Sua força ético-política, acho que no sentido gramsciano de direção moral e intelectual da sociedade. Singer expressava uma força impressionante. Em sua humildade e sabedoria era reverenciado. Incólume perante crises de governo e ministeriais. Um secretário nacional que manteve à frente da Secretaria de 2003 até 2016. Quatro governos, dois presidentes, oito ministros, entre titulares e interinos, dois diferentes partidos na condução do Ministério. Deixou a Secretaria já com saúde bastante debilitada, mas a deixou com tristeza pois sem dúvida dela vinha boa parte da força que o animava a enfrentar dificuldades.

Um ser humano coerente. Foi impressionante a disposição de em plena crise do Governo Dilma conceder uma entrevista para a Folha de São Paulo (FSP, 10/06/2015) com críticas contundentes à política econômica do governo. A mensagem foi de que “Dilma estava fazendo a política que Aécio prometeu fazer e que havia um risco enorme desta política levar à perda da base popular e social do governo”. Não atribuía somente a culpa ao governo pois já denunciava a existência de uma greve dos capitalistas impondo forte austeridade à sociedade. Mais tarde, em outubro repetiu a análise em entrevista concedida para o Jornal Zero Hora (Zero Hora, 31/10/2015).

Um ser humano estudioso. Gostava de receber livros e artigos. Quando o tema despertava o seu interesse a leitura era imediata. Ao receber o material ao final do dia impressionava o fato de na manhã do dia seguinte ele nos chamar para comentar a leitura. Também gostava de escrever. Após alguma reflexão coletiva sobre temas relativos a conjuntura ou a política de economia solidária no dia seguinte aparecia o Singer com um texto redigido. Era impressionante ver uma pessoa com sua idade dele e com fragilidades de saúde passar a noite em claro lendo ou escrevendo com tamanha intensidade.
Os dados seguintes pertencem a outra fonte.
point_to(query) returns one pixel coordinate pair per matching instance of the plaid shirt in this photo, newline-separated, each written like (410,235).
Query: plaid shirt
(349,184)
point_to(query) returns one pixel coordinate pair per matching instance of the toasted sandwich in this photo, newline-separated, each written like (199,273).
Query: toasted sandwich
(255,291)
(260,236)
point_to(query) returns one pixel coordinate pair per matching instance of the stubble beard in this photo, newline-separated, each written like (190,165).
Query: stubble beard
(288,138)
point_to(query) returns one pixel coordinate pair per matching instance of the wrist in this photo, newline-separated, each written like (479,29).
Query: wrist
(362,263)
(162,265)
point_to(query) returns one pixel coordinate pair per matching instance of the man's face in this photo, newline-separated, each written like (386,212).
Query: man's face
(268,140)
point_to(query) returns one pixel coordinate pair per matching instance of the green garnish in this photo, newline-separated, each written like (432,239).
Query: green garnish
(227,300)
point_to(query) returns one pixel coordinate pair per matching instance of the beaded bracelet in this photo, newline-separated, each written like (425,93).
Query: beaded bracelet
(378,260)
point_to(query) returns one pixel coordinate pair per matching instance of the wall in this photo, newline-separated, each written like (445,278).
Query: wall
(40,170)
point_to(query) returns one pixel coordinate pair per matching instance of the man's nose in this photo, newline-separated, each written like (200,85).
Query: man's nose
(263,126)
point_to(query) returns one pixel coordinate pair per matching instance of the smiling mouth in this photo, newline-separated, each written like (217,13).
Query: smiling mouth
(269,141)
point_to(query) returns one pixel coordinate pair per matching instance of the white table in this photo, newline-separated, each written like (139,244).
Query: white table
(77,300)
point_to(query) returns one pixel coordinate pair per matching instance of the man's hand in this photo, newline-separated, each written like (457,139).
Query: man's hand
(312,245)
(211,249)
Enfim, conheci Paul Singer como um ser feliz com a possibilidade de viver a experiência da economia solidária. Após uma reunião de trabalho no Palácio do Planalto caminhávamos até o carro a passos lentos. Tomei a liberdade de perguntar. - “Professor neste cenário difícil que estamos vivendo o que lhe anima a permanecer no governo, a trabalhar e a acreditar no que estamos fazendo?” Resposta: - “Nunca imaginei em minha vida poder ver com os olhos e viver tudo o que acreditei em termos de experiência socialista. A economia solidária que vemos e apoiamos no Brasil e está presente no mundo todo é a experimentação efetiva do socialismo democrático que sempre defendi”. Brilhavam os olhos de um ser aprendente e ensinante.

 

REFERÊNCIAS

SINGER, P. I. Introdução à economia solidária. São Paulo: Fundação Perseu Abramo, 2002.

 

SINGER, P. PT pode perder sua base social, alerta Paul Singer. Folha de São Paulo, São Paulo, 10 jun. 2015. Disponível em: https://www1.folha.uol.com.br/poder/2015/06/1640011-pt-pode-perder-sua-base-social-alerta-paul-singer.shtml. Acesso em: 02 jul. 2015.

SINGER, P. Paul Singer: "Dilma está fazendo o que disse que Aécio faria". Zero Hora, Porto Alegre, 31 out. 2015. Disponível em: https://gauchazh.clicrbs.com.br/geral/noticia/2015/10/paul-singer-dilma-esta-fazendo-o-que-disse-que-aecio-faria-4891433.html. Acesso em: 12 dez. 2015.

 

 

 



[1] Tive o prazer de participar de uma mesa em homenagem ao professor Paul Singer no XII Encontro de Economia Catarinense, realizado em Lages/SC no último mês de maio. Na oportunidade falei sobre impressões sobre a presença do Professor na minha recente trajetória de vida. Agora tenho a oportunidade de apresentar minhas reflexões sob forma de texto a pedido do Professor Armando Lisboa a quem devo muito da minha aproximação com a autogestão e a economia solidária

 

[2] Doutor em Sociologia pela Universidade de Brasília (UnB), professor do Departamento de Ciências Sociais e Filosofia e do Programa de Pós-Graduação em Desenvolvimento Regional e da Incubadora Tecnológica de Cooperativas Populares na Universidade Regional e ex-diretor de Estudos e Divulgação da Secretaria Nacional de Economia Solidária.